# Resize a PDF page in Adobe Acrobat



## scottishparis

Is there an easy way to resize the page size of PDF documents in Adobe Acrobat? I need to resize all the pages in a document to A4 size.


----------



## gdi1942

Goto file-->print setup-->and select your paper size under the "size:" section

Then go file-->print and set "Page scaling" to "Fit to printer margins"

Should be good then, other than that i don't know.


----------



## ChuckE

A document in PDF format is a finalize format. You can't change the size of that document without editing something, and Acrobat Reader is not an editor.

You mentioned "Adobe Acrobat" and "Adobe Acrobat" is an editor, but I would guess that is NOT what you have. Adobe Acrobat is an expensive (definitely NOT FREE) PDF file creation tool. Adobe Acrobat can edit a PDF file. You probably have Adobe Acrobat *Reader*, that is free. (Please correct me if I am wrong.)

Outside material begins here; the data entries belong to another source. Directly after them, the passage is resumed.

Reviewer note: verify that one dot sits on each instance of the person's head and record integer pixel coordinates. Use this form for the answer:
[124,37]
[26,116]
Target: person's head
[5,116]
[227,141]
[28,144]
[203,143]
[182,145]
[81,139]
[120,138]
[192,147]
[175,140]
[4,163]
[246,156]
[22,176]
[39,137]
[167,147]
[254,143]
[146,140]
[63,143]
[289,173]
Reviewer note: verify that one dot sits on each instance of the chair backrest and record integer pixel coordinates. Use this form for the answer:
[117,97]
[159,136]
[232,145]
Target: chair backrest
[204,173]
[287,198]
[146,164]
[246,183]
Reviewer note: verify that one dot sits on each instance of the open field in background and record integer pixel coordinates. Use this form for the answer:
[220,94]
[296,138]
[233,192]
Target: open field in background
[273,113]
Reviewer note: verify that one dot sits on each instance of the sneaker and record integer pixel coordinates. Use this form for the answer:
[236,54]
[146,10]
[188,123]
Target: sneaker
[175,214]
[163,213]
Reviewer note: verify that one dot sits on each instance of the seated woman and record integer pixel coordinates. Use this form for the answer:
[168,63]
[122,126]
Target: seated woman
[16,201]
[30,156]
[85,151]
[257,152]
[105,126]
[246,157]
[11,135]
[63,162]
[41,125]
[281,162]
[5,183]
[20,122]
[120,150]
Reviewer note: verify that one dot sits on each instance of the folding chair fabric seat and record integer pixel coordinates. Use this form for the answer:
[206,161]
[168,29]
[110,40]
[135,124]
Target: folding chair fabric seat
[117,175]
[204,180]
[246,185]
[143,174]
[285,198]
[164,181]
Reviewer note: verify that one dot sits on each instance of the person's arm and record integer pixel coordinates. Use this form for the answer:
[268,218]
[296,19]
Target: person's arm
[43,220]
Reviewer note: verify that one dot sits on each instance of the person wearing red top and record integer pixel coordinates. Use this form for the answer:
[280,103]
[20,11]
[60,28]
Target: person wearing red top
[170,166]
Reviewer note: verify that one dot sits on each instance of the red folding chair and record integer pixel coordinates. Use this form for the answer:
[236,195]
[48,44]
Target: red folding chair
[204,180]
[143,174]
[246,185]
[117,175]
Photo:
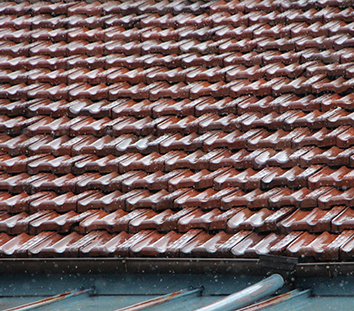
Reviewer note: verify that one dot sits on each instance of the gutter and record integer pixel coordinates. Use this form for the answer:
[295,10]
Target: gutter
[169,265]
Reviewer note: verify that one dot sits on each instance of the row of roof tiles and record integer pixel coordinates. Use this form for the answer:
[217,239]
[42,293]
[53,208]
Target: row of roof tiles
[198,160]
[33,15]
[323,197]
[14,62]
[186,46]
[254,139]
[313,177]
[284,220]
[248,106]
[154,91]
[12,30]
[119,125]
[194,243]
[189,74]
[164,7]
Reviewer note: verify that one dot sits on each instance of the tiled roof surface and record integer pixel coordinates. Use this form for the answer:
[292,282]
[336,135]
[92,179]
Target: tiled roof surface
[177,129]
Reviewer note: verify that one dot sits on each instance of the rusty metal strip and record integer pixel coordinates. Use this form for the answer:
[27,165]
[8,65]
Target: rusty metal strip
[247,296]
[49,300]
[274,301]
[162,299]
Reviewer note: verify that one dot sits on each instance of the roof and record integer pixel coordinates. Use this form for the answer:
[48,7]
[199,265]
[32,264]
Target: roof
[177,129]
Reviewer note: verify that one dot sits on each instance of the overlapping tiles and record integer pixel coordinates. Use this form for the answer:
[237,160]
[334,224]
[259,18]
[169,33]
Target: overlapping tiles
[180,129]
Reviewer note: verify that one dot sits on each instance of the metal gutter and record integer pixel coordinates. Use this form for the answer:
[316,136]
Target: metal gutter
[166,265]
[248,295]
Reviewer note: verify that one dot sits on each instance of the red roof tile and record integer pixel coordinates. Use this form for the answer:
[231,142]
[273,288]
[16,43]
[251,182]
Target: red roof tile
[179,129]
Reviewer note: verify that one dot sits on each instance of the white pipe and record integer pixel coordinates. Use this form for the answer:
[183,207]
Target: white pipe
[247,296]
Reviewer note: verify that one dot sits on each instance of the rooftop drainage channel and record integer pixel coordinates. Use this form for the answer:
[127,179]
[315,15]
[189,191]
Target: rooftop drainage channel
[168,265]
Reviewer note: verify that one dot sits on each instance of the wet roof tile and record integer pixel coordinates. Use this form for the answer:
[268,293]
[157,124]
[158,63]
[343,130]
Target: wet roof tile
[191,129]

HOWEVER, Acrobat Reader does permit you to adjust the printout of the file to your paper size. That means you can make selections to scale the output to selected areas of the page to your paper, or to print multiple pages on a single side of paper, or some other selections. You can even change the output from portrait to landscape, or vice versa.

Using the Reader, whatever output printing size you select does not change the actual PDF documents.


----------



## scottishparis

I do actually have access to Adobe Acrobat the full editor version of the software, but couldn't for the life of me find a way to change the page size. 

Will try what gdi1942 has suggested. 

Thanks.


----------